After cutting and soldering (badly) the fusible links, the truck STILL wouldn’t start, or at least stay running. This time it turned out the needle valve in the carburator was acting up. After taking the carb apart a couple times, and generally fiddling with it, I got it working again (nose oil on the rubber needle tip was a protip I got from the internet). I had noticed, however, that the carb bowl, which I had cleaned not long before, was all crudded up with sediment again. I hadn’t had a fuel filter handy when I did the carb rebuild, so I hadn’t replaced it. I decided it was due, so I took the filter housing off and promptly lost the little teflon gasket that sits between the carb body and the filter housing. After visiting literally EVERY auto parts store in town, I finally found a fuel-safe o-ring that was the same size. So after replacing the filter and installing that o-ring, the truck actually ran again.

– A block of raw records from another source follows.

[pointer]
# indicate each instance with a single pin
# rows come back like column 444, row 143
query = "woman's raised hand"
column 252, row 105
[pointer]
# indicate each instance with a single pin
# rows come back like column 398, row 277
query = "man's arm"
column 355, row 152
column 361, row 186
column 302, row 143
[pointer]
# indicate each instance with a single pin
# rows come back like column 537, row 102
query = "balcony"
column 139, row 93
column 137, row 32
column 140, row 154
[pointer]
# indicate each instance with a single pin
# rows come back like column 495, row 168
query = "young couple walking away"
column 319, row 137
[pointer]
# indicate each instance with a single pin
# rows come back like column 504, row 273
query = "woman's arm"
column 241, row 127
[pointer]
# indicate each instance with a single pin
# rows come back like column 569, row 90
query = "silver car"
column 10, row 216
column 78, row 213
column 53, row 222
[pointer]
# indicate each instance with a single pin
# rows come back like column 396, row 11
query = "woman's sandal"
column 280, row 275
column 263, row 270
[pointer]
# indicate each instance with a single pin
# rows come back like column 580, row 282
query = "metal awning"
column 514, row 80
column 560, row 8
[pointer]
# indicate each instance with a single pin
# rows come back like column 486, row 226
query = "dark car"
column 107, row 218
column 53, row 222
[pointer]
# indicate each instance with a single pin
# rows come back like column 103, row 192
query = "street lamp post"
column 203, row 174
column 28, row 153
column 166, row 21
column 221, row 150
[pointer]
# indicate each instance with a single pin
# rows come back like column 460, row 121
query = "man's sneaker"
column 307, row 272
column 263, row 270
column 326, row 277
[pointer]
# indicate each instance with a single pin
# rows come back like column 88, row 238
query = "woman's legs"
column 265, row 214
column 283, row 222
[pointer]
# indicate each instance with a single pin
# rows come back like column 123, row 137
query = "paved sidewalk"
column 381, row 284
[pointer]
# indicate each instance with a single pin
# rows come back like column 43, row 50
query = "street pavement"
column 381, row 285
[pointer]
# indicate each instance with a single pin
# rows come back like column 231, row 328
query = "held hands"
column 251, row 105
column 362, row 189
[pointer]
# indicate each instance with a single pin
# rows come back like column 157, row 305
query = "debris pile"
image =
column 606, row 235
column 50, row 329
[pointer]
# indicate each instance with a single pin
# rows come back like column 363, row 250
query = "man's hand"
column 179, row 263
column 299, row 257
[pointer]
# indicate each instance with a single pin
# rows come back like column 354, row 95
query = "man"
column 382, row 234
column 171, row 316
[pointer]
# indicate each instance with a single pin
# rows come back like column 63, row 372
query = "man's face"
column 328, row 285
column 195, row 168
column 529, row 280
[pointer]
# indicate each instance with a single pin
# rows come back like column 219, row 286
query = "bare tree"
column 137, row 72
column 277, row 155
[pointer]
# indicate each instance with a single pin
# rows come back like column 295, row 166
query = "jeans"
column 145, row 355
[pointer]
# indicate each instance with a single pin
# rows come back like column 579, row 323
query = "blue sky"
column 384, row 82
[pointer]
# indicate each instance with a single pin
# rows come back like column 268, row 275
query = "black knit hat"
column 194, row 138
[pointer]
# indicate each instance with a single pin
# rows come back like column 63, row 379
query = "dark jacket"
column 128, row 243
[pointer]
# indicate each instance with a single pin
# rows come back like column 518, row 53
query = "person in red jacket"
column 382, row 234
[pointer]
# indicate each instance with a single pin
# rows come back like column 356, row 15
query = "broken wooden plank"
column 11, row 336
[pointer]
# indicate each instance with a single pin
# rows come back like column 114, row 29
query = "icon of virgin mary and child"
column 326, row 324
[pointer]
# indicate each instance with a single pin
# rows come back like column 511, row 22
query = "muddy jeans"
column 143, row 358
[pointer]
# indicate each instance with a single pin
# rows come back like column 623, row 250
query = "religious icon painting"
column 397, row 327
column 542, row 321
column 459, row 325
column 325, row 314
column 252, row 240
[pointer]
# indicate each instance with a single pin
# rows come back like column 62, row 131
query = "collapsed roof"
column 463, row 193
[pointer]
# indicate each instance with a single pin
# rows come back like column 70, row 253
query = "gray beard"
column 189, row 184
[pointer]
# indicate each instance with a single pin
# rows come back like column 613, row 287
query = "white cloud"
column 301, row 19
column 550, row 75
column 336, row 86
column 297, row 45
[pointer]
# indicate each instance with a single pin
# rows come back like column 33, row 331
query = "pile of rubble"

However, before messing any more with the plow, I decided to make sure the timing was right. After hooking up the timing light (harder than it sounds on a crappy side-post battery, stupid GM) and making sure the alternator wasn’t intefering with the signal wire, the truck turned out to be about 35 degrees BTDC, rather than the 12 it is supposed to be. After correcting THAT, things were looking a lot better, and I was able to get back to the plow. I did notice this little gem on the seatbelt during all these shenanigans, though:
Yesterday I mounted the lift arm. The secondary brackets on the back of the lift arm sit on some box-tubing the plow came with, and then bolt through the bracket mounted on the frame. The box tubing gives it a good height relative to the hood, and keeps the lift arm clear of the plow itself.
Then, this morning, I finally test-mounted the plow:
It fit, after some ‘adjustment’ with the 10lb sledge hammer, but it didn’t articulate on the pins. This afternoon I gave it another taste of the hammer as well as angle griding the surface that touches the frame brackets and greasing it up. Then I was able to lift the blade up, with my patented RatchetStrap lift system (and my little helper):
And a bigger shot, showing the whole truck:
I was even able to drive it around like that:
So, that’s the current state of progress. Next steps are figuring out a lift system (I’m currently leaning towards electric winch, but installing a second power steering pump is an option too, whatever I do has to be cheap) as well as beefing up the mounts (adding some more 1/2” bolts, maybe some more welding. I also need to reassemble the front of the truck, including new body mounts. Hopefully none of that ends up being too involved, winter is coming.